Moreover, a beturbaned cop (Kirti Kulhari) from the Scotland Yard is hot on your trail. Thus quick quick, bump your head like so many amnesiacs do to retrieve flashes from the past. Good girl, Pari, you did just that, and the deep-steep woodswalla murder sorted itself out, with a surprise but whacko ending. Congrats and all that. Still am frantic, what if such a nasty antic ever happens again? Pain. Come home soon Pars, prefer to see you in the shuddh desi stuff, especially Ladies Vs Ricky Bahl, Ishaqzaade and in retrospect the presciently-titled Shuddh Desi Romance. Do consider.

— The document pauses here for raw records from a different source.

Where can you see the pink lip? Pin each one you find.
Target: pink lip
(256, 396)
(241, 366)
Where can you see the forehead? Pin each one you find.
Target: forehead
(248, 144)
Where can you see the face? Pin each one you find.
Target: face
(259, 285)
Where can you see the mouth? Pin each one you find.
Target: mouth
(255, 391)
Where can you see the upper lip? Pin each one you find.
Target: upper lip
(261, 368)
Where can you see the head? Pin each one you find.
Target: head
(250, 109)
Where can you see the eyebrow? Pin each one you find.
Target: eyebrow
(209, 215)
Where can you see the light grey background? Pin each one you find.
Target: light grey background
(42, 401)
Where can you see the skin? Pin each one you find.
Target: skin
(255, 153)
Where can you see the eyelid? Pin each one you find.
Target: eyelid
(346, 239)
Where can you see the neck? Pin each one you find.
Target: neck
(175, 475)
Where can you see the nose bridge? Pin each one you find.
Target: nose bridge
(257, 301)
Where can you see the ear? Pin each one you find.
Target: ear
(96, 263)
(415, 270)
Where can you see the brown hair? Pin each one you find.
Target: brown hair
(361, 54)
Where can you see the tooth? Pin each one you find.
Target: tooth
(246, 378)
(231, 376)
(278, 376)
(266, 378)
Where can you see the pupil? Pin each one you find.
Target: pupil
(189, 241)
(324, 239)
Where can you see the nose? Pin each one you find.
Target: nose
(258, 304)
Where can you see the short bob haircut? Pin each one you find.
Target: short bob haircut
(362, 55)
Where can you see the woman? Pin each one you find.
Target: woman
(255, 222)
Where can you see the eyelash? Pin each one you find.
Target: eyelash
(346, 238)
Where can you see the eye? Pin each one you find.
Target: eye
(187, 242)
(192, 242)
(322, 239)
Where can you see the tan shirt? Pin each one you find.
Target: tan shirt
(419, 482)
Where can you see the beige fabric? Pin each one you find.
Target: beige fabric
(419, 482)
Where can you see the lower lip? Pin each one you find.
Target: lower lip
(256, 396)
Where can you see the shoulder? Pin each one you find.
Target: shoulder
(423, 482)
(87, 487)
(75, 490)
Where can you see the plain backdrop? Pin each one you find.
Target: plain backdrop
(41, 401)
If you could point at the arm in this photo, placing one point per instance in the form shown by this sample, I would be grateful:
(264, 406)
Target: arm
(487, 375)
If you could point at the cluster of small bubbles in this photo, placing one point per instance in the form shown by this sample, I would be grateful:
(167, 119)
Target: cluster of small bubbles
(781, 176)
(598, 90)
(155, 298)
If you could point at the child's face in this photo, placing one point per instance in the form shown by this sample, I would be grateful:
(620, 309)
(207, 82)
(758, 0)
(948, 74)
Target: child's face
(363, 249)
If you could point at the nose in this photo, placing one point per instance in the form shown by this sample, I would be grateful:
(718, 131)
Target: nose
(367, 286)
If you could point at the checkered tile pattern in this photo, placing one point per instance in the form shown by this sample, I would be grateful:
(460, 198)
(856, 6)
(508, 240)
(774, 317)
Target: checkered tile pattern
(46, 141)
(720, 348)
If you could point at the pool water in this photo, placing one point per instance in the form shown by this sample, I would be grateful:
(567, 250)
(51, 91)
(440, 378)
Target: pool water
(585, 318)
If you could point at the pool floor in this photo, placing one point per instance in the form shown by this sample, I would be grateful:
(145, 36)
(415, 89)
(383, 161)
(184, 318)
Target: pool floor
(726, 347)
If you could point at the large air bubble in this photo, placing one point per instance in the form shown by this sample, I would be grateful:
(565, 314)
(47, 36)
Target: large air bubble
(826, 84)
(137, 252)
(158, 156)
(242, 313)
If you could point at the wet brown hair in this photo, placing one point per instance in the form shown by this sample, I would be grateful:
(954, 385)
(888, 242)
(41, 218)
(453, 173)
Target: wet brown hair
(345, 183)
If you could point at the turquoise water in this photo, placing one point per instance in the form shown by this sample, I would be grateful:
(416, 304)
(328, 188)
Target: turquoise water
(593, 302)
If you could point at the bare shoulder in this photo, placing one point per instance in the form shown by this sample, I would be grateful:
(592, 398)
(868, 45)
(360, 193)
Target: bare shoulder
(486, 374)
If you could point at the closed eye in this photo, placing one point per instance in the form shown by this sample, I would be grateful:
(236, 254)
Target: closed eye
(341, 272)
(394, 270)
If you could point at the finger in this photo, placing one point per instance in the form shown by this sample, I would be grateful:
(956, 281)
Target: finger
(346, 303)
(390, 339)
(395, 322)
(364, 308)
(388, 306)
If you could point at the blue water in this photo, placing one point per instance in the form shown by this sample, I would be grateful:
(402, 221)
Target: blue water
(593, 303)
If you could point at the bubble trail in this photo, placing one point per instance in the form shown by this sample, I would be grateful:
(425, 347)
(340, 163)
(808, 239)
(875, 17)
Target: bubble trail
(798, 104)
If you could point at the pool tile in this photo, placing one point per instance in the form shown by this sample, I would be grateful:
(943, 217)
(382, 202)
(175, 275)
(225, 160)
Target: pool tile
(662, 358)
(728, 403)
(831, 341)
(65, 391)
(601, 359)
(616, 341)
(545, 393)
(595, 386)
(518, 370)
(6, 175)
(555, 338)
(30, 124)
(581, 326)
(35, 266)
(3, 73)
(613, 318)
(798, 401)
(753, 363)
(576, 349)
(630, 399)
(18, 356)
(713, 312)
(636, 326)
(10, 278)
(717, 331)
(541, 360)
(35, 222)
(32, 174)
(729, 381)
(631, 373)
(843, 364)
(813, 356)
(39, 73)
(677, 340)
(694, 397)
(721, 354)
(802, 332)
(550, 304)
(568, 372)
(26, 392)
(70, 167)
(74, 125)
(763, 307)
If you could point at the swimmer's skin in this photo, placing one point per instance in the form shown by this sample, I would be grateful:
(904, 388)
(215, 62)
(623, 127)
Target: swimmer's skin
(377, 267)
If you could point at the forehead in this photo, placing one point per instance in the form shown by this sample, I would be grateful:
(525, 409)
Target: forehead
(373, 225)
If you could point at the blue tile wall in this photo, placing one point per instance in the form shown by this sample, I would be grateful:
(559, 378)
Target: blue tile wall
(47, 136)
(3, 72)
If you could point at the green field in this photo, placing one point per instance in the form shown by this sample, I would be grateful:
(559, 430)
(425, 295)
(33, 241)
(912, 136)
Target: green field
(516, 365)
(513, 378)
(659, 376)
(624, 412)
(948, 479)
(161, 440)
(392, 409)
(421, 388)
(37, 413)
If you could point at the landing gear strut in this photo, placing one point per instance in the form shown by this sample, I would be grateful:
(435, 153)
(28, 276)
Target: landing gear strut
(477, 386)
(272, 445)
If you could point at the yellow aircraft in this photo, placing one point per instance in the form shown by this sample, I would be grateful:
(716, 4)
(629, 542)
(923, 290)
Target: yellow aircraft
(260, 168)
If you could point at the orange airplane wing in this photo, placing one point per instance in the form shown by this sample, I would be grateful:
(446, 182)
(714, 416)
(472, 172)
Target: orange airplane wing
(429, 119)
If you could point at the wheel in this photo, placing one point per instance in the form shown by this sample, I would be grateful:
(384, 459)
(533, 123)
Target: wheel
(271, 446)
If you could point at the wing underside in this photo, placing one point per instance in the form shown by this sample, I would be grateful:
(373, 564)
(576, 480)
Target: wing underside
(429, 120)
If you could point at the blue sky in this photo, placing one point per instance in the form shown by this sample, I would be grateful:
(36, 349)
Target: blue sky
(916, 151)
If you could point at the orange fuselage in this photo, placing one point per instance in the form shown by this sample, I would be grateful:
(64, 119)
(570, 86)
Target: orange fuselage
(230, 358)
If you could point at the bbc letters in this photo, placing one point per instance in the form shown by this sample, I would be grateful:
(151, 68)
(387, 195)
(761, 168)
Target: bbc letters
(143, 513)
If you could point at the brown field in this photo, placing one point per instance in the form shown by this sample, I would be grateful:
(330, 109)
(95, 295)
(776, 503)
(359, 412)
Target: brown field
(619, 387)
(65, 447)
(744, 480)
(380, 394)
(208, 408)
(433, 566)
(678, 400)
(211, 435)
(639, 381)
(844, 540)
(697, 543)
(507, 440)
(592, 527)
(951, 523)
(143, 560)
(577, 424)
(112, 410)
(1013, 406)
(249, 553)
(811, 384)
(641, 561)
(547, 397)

Sorrily, have to inform you that Aditya Rao Hydari as the murder victim, was rather impressive, gentle and restrained. Have never seen you go so over the Himalayan top before. Oh, mentally-distubred characters don’t have to go stark raving berserk, you know.

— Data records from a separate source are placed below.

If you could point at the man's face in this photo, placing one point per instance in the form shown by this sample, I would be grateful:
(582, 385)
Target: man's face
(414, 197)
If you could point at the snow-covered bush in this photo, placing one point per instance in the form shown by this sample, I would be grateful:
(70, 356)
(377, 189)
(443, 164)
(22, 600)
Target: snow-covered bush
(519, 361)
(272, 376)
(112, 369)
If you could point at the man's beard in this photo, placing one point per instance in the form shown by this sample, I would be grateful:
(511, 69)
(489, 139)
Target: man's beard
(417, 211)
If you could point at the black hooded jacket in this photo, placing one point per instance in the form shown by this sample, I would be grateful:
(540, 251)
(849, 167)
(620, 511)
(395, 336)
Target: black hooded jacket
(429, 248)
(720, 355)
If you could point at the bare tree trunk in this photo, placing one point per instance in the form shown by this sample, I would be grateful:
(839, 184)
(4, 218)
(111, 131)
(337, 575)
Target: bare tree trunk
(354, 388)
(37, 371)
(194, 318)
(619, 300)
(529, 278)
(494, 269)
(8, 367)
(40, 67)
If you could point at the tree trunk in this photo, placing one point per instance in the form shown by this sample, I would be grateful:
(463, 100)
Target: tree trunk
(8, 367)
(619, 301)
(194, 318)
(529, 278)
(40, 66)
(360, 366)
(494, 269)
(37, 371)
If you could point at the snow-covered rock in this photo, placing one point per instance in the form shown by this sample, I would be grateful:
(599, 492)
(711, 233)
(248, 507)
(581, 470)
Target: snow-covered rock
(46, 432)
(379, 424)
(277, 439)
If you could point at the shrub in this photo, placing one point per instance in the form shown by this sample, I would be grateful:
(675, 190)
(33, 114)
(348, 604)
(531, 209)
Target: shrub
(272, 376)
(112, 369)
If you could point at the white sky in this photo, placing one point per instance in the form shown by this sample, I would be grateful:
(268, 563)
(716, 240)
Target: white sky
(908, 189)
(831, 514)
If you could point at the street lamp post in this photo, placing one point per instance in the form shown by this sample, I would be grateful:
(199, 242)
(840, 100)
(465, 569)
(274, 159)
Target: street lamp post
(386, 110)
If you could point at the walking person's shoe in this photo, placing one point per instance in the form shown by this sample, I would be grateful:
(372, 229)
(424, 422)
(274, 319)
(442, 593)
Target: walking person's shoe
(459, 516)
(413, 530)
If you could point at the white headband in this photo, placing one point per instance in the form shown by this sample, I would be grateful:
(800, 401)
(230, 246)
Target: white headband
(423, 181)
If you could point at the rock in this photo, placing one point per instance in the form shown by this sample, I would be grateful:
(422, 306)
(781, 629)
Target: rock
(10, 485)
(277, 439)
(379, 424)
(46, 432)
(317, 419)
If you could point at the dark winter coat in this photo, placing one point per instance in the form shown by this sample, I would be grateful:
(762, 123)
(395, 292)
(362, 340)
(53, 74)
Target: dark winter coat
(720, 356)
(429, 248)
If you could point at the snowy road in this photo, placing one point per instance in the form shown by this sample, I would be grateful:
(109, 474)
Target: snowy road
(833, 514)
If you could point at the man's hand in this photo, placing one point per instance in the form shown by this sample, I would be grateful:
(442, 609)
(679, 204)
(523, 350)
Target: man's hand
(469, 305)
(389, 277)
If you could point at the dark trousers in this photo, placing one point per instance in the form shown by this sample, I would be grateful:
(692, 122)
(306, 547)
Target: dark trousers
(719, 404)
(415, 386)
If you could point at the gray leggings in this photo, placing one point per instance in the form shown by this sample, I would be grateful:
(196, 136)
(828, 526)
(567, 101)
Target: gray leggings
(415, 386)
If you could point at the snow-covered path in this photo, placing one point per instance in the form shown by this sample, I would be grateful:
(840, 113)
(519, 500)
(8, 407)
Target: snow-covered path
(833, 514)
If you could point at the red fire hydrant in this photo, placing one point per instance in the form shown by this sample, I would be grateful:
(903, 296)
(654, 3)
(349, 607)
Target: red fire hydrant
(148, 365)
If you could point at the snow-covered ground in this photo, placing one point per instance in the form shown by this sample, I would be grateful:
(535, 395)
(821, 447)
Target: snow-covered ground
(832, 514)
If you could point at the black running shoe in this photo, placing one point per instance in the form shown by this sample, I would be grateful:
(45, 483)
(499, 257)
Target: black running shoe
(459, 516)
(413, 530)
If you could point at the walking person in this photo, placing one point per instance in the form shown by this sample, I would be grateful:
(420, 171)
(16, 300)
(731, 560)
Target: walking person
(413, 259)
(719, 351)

Must admit that cinematography by Trubhuvan Babu Sadineni was as cool as Britain in early spring. The chippy-choppy editing, though, left me with an overnight nightmare on what resembled Elm Street. As for the direction and screenplay, the more said the worse.
Er, ergo I’ve just seen you in your career-worst. Yet, believe me, here’s wishing you all the best for the future. Me, your premiere conversation type acquaintance, needs the wishes way more that you do, Pars actually.

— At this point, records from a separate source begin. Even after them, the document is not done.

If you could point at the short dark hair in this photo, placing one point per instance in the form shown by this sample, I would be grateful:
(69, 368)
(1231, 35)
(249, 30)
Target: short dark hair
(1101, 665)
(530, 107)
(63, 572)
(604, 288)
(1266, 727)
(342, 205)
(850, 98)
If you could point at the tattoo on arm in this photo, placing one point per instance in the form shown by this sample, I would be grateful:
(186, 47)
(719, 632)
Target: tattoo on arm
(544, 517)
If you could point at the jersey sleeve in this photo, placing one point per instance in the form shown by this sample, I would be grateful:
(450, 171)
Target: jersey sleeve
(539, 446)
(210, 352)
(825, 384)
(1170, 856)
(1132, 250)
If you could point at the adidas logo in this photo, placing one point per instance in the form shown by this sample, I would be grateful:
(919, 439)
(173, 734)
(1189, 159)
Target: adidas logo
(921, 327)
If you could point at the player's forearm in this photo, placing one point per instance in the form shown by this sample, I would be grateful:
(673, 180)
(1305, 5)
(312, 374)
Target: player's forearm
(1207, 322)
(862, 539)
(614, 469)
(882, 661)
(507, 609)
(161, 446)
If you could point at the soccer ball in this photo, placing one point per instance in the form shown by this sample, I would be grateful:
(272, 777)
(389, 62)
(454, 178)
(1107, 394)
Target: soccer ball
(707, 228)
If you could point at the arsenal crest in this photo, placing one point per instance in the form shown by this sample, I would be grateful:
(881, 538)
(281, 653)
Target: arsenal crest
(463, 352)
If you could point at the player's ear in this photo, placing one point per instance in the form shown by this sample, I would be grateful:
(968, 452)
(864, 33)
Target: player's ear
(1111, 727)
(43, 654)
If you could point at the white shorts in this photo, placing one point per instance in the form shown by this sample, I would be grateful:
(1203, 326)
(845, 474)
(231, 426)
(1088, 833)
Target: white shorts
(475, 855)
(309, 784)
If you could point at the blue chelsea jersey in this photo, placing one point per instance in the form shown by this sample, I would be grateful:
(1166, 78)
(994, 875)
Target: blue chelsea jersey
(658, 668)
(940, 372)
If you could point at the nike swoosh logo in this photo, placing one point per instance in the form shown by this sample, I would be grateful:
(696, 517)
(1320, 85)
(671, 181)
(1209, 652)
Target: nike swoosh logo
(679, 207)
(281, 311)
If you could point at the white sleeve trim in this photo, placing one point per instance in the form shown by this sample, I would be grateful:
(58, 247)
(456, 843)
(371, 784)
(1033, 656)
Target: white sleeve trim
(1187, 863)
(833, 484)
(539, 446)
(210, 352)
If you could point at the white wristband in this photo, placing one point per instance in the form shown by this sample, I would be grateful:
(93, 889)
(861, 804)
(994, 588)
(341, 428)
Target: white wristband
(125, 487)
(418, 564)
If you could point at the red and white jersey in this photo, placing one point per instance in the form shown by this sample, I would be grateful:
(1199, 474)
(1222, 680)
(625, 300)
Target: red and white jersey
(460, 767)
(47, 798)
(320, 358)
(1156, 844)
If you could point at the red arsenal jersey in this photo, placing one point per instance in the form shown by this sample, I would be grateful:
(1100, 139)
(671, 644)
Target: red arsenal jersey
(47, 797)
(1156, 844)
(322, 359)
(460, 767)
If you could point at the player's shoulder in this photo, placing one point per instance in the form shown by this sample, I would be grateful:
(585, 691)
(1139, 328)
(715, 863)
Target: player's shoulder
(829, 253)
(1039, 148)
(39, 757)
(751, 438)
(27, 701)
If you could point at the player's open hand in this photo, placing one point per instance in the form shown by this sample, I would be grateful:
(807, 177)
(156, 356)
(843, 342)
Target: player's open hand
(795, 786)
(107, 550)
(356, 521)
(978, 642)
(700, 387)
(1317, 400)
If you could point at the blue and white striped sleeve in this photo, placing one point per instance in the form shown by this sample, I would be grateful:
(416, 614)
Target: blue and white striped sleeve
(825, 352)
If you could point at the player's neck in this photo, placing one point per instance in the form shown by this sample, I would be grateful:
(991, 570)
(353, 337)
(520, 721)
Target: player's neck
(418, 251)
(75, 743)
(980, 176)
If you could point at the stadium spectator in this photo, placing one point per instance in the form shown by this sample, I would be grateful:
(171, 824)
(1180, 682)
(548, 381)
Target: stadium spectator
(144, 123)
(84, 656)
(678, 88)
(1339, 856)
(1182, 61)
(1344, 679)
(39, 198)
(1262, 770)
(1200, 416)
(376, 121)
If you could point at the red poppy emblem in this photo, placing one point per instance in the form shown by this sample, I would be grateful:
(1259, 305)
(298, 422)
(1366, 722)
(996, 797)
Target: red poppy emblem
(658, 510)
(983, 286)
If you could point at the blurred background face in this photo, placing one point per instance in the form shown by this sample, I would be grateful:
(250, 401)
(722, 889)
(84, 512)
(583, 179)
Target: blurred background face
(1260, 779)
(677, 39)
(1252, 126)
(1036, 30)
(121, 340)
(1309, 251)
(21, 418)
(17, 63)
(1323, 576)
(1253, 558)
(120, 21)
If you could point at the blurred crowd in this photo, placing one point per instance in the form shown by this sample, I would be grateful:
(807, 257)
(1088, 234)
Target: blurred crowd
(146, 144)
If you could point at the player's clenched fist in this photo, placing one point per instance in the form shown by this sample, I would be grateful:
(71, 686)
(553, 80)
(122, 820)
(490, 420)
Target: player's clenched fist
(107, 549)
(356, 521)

Don’t ever wish to email-you such an Uncle-type missive again, even if this Uncle means well. Toodles, for now, Pari.
Tumhara shubh chintak K.M.
HELLO MINI 2 (MX PLAYER)
Miss Mini aka Rivanah Bannerjee (Anuja Joshi), the Kolkata denizen who shifted to Mumbai, only to get stalked, menaced and mega-tormented, is back. That may be upbeat news for those who get their socks off by watching a young woman subjected to the kind of sadism, which coerces to close your eyes and pray that the Rivanahji tries out a session of yoga or meditation. Chill, lady, chill.
Even her mum back in the City of so-called Joy hardly lends an ear or two to her perils on Facetime. Instead she shows off her new super-gaudy sari purchased after scouring dozens of textoriums. Strange mom, she. And so is some smirking Johnny who shows up in a basement garage to perform magic tricks. Eeeeks.
Anyway during the opening edition of this Season 2 – designed ostensibly for millennials – there’s so much smooch ado about nothing. A woman steps into a shower, now don’t glower, and a gent pops in for a lip talk but retreats before anyone can say, “Liplock kiya jaaye.” If this stalker series directed by Faruk Kabir isn’t titillation, what is?
Too much tequila is being consumed, too, is some scenes. Feeling ever so stressed by Rivanah’s plight, I took flight. Good bye Mini, can’t possibly quiver like jelly, it’s tough on the belly.
Have fun, all you guys who survive this ten-episoder. I’ve had my fill this week of terrible traumatics.
TRAILER of GANGUBAI KATHIAWADI (YouTube)
Not fair to express one’s instantaneous despair over a quickie trailer, I say. Yet can’t help feeling Sanjay Leela Bhansali’s probe into the underworld zone – the Mumbai’s red-light precinct Kamathipura specifically - ruled by the eponymous Gangubai, suggests that the otherwise immensely gifted Alia Bhatt has been hopelessly miscast as the tough-as-a-thousand nails real-life Boss Lady.
Like it or not, she doesn’t look the part at all while lighting up the mandatory bidi and raining cuss words. About the rest of her acting chops, it would be best to keep mum. Who knows? Ms. Bhatt could spring a surprise, win awards galore and have the last guffaw.